While we continue working on the analysis of all the information we talked about in previous posts, we believe it is appropriate to highlight the difficulty of collecting some of this data. Specifically, we are referring to the data coming from the smartphone's sensors and that we must collect continuously: physical activity, network, light, noise, screen status, etc.

It is common knowledge that there is a wide variety of companies that manufacture smartphones (Samsung, Huawei, Xiaomi, etc.) and that each of them offers the user different models. Samsung, for example, manufactures dozens of different models. Many will also know that there are several operating systems that manage the resources of these smartphones, the most widely used at present being Android (with approximately 71% of the market share) and iOS (28%).

If this diversity seems little to anyone, perhaps they will change their mind if they consider that for each particular operating system there are different versions that co-exist in the same period of time, each with its own functionalities (Android version 13 has been released just some days ago). Finally, to put the icing on this "cake of different smartphones", each manufacturer usually adds an additional layer of its own to the operating system used, so that even if two cell phones use, for example, the same version of Android, both may have a different user interface and resource management (especially those related to energy saving).

In this context, the development of the POSTCOVID-AI mobile app is proposed, an application that must be able to measure the sensor data of all these smartphones in a continuous way. Some of the most important decisions we have taken for its development are:

- To use Flutter as the programming language (developed by Google). Programs written in Flutter have the advantage of being able to be used on multiple platforms using different operating systems, including Android and iOS.

- To use Flutter libraries that are compatible with the largest possible number of operating systems currently used by cell phones.

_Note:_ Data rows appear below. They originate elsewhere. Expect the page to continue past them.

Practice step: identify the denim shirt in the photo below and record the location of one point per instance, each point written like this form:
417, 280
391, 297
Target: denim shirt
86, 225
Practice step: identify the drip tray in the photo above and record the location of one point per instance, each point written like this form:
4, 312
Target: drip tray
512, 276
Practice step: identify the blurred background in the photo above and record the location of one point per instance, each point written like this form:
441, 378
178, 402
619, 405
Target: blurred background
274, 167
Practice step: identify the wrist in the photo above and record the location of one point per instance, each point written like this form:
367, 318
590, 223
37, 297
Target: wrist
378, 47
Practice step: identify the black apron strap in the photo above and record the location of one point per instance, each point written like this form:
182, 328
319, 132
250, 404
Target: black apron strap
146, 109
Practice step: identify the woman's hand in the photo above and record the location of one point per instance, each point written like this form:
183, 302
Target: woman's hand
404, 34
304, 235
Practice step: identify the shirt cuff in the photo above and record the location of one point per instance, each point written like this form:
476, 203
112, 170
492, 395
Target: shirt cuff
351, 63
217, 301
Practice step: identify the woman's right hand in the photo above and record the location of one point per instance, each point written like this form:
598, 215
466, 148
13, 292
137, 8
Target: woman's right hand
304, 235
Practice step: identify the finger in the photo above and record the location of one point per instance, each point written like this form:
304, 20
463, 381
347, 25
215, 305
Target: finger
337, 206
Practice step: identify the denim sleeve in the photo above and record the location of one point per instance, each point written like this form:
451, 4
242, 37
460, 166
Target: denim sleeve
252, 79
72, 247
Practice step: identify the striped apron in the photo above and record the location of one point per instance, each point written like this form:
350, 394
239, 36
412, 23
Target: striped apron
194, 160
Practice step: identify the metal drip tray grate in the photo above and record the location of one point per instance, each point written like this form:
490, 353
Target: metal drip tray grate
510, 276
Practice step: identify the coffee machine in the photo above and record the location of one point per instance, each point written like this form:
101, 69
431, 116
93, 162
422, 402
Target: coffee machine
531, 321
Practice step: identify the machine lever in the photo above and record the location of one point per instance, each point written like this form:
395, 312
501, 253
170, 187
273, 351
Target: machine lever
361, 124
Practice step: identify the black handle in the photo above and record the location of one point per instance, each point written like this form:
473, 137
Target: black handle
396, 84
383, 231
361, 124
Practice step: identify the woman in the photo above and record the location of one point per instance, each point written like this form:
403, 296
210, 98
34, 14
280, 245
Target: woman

Although these decisions seem to solve all our problems, experience has shown us that all that glitters is not gold. Let's remember that we need an application that is continuously collecting information from a large number of sensors on the cell phone. Obviously, these measurements must be performed transparently to the user, so this part of the application must run silently in the background, without disturbing the user. And this is a problem for several reasons:

- These processes run without a "graphical interface", i.e., they do not have an easy way to communicate with the user. In our case, the developed application has a part with a graphical interface that only appears at the beginning of the study. It is only at this precise moment that we must take the opportunity to request the user's permission to access the information from the smartphone's sensors.

- Operating systems do not like processes of this type because they could be malicious processes that are spying on the user and, in addition, they can involve high energy consumption. iOS, in fact, does not like it at all, so it does not allow unknown applications (such as ours) to use this type of processes. The only alternative in this case would be to have a timer that starts the silent app every so often but, again, the power optimizations added by iOS make the frequency with which this can be done too low and, on top of that, very unreliable. This has forced us to discard, for the time being, iPhones from our study.

In the case of Android, it has been possible to adopt this solution, although it has not been easy either: the application cannot be downloaded from the Google Play Store due to its "complex" features and the permissions to allow the silent application to run without restrictions and to run every time the cell phone starts, in many cases, must be activated manually by the user. To compensate for this circumstance, we have written a simple instruction manual for the installation of the application. And considering the enormous diversity of manufacturers, models and versions of Android that we mentioned at the beginning... we will only say in this regard that, as Michael Ende said in "The Neverending Story": that is another story and shall be told another time.